Your friendship with Noe at school also continues to grow and this is also in large part to Noe’s obsession with Frozen. Noe loves pink, princesses, fairies and everything else that makes you go, “EEEEEEE!” Noe has been begging you to come over to her house and she lured you in with the offer that she has real pixie dust. With the most serious face you could present, you asked if you could go over to Noe’s house because you were going to fly. I’m not one for play dates if I don’t have an immediate connection with the mother because obviously, I’m the one who has to maintain small talk as you and your friend disappear in to some room. I was surprised when Noe’s mom suggested I take Miles home for a nap, who clearly at the moment needed one, and I could return later on in the afternoon to pick you up. The offer actually left me quite perplexed. I didn’t know this woman very well, at least not well enough to care for you for hours without my presence but again, you two wanted to play by yourselves without your pesky brother following you around. I decided you were old enough to have your first solo play date and you were so incredibly excited and grateful. You can imagine the tears when it came time to pick you up but apparently, it was a visit worth every princess loving minute. Noe’s mom immediately suggested we do this every week. I, on the other hand, am still not completely on board–I do support you having a friend and wanting to spend time with that person but I have also seen you become one thousand percent obsessed with someone and you fail to see all the other friendship opportunities around you. In other words, don’t put your eggs all in one basket. Your dad tells me to not worry about it but I know how this is going to play out and it’s not going to be pretty.
We’re in the midst of a drought and perhaps one day you will read about this time in class. You have quickly learned the drought mantra, “if it’s yellow, let it mellow. If it’s brown, flush it down.” In addition to no rain, we’ve also have been experiencing unusually warm weather. During one warm weekend recently, we decided to head down to the beach in Santa Cruz where it felt like any random summer day.
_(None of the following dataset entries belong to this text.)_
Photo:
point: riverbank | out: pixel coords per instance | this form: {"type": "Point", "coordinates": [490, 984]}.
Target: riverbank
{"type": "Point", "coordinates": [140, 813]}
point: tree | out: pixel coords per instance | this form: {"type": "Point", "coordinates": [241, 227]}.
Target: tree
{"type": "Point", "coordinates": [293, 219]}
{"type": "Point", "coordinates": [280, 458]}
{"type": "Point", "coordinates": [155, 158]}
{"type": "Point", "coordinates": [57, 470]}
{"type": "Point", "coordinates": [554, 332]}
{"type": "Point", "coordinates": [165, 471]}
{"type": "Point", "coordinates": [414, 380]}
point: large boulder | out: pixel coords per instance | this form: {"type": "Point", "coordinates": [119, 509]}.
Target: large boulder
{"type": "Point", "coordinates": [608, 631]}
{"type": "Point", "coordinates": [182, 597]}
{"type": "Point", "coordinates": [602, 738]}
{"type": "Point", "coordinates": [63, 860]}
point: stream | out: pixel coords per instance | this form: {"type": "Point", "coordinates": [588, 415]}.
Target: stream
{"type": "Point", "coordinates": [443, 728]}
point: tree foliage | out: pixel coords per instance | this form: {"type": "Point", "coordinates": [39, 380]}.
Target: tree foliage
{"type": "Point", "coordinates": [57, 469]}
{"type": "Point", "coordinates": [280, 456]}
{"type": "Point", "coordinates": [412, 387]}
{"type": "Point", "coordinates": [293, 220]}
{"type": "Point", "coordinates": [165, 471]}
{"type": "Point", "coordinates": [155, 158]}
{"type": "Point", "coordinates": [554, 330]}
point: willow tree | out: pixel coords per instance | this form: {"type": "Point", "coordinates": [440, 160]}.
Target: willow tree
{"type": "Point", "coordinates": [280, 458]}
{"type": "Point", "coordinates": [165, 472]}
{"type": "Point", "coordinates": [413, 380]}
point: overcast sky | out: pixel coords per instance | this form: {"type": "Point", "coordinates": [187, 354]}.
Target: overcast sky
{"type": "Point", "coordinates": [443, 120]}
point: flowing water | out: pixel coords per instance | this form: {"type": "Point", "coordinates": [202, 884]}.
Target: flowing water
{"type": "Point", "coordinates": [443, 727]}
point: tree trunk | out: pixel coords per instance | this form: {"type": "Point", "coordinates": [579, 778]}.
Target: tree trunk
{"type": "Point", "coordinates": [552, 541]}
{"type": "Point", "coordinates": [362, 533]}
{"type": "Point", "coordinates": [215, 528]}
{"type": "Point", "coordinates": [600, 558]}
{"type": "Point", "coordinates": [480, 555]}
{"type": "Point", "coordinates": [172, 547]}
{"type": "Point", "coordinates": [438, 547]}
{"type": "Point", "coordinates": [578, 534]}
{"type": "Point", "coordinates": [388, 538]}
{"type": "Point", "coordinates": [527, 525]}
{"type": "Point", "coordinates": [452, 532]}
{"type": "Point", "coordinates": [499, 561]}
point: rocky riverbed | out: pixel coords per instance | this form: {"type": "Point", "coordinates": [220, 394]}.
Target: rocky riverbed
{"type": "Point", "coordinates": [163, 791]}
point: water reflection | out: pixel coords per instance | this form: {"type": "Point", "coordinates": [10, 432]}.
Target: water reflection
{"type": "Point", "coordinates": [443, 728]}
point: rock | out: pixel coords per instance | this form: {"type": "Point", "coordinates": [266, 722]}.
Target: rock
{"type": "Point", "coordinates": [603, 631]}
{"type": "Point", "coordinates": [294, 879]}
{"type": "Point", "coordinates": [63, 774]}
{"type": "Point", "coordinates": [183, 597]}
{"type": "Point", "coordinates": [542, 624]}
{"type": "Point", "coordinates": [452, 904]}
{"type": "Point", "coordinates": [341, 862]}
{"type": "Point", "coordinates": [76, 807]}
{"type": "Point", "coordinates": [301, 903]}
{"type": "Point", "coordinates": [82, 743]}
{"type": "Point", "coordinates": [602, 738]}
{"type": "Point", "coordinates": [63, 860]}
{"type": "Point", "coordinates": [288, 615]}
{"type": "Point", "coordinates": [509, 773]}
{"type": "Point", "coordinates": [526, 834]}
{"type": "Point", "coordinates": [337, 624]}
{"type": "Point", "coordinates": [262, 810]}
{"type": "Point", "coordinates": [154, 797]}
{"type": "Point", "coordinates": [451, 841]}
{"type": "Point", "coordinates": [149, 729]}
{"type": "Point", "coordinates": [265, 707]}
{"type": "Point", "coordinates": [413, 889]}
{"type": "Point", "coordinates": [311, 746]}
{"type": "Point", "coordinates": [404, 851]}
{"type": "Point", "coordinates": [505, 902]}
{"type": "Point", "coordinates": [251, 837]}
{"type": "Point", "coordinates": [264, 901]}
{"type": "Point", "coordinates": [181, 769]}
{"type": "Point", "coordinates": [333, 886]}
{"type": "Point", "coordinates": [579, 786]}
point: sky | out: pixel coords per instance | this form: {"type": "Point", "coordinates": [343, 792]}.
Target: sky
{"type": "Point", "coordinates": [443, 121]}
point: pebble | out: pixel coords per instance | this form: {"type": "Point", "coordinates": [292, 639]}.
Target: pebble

You are not afraid of water nor do you understand the concept of cold because you quickly shimmied in to your bathing suit and began playing in the water instantly. Despite our differences or the daily headaches I experience from being a parent, these are the moments that I really try to hold on to. I sat back on the picnic blanket and just tried to soak in every little detail of that afternoon–your brother, too scared to approach the ocean, sitting on the blanket digging his toes in to the sand, you frolicking in the water as your dad built a serious sand castle fort around us. In this moment, everything was perfect. That is until you decided to belt out Let It Go and the nausea came rushing right back. Hey, I will take any perfect moment however it may come.